1001 congratulazioni amico mio


----------



## You little ripper!

I know Elaine and Alfry, that you'll both want to be paid for feeling obliged to say those nice things about me, but you'll have to wait until I win Lotto, because I know you don't come cheap.


----------



## jupa

Congratulations, Charles! Thank you for your enlightening posts. I'm sure you've helped many in their linguistic endeavors.


----------



## moodywop

Charles

Thank you for your invaluable input, unfailing _disponibilità _and sense of humour - not to mention your precious contribution as our resident expert on Aussie slang .

Congratulazioni e auguri di un felice anno nuovo a te e alla tua famiglia.


----------



## DesertCat

I also appreciate your posts and the Aussie perspective.


----------



## lsp

Bravo, Charles. What luck for us to have you here! Thanks for everything.


----------



## Jana337

Auguri, Charles! Ormai sei indispensabile. 

Jana


----------



## You little ripper!

Thank you jupa. It would be nice to think that I have. I've certainly learned a lot from your posts.
Thanks Carlo. I can provide the accent to go along with the Australian slang, so if you ever want to hear the cacophonous sound of my voice, just Skype me.  
Thank you DesertCat. I really appreciate yours too. What part of the Sonoran Desert do you live in?
Thanks Lsp. I feel lucky to be able to read your posts because you have such a great eye for detail, pointing out things that I would normally miss.
Thank you Jana. I don't think I'm indipensabile but it's nice to know that someone thinks I am.  

Hope you and the persons close to you have a wonderful new year.


----------



## winnie

last but not least...

i apologize for being late! i completely missed a very important meeting.
anyway there's no much more to say (other foreros did it) but:

congratulazioni e grazie per la tua dedizione.


----------



## You little ripper!

Thank you Winnie. I really appreciate that.

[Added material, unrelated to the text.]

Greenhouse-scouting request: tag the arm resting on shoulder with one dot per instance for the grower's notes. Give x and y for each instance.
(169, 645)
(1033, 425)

Don't be worried about being a couple of days late; just remember that if you do it again at 2,000 posts, I might not be so forgiving.


----------



## winnie

for safety's sake i'll try to keep it in mind


----------



## You little ripper!

winnie said:
			
		

> for safety's sake i'll try to keep it in mind


I would Winnie, because I sometimes get this irresistable urge to break people's arms off and then ram them down their throat, soggy end first.


----------



## winnie

SHRIECK!!!
you're frightening me! i'm so scared


----------



## Elisa68

Meglio tardi che mai!!!
Congratulazioni Charles e non smettere mai di scrivere.
Go Aussie Go!!!!!


----------



## You little ripper!

Elisa68 said:
			
		

> Meglio tardi che mai!!!
> Congratulazioni Charles e non smettere mai di scrivere.

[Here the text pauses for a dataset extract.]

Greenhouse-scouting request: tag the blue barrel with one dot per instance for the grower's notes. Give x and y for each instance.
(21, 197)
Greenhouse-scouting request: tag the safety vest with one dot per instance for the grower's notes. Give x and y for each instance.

Thanks Elisa.  I won't if you won't! 



> Go Aussie Go!!!!!


 I really think you must have been an Australian in a past life.


----------



## shamblesuk

Well done too, Charles, a rare fellow Commonwealtharian (I wish that was a word). I see you're online now, probably in 45 degree heat while fa freddissima -8 degrees and twenty to one in the morning here a Londra.

Bravissimo ancora!


----------



## You little ripper!

shamblesuk said:
			
		

> Well done too, Charles, a rare fellow Commonwealtharian (I wish that was a word). I see you're online now, probably in 45 degree heat while fa freddissima -8 degrees and twenty to one in the morning here a Londra.
> 
> Bravissimo ancora!


Thank you shamblesuk. 
It's nearly nine in the morning in Perth and it's already 25 degrees. It got to 34 degrees yesterday. Beautiful! It's also really lovely during winter here, with sunny days and just a little cold at night. Infact, it's probably more like your summer.  Why don't you move over here?


----------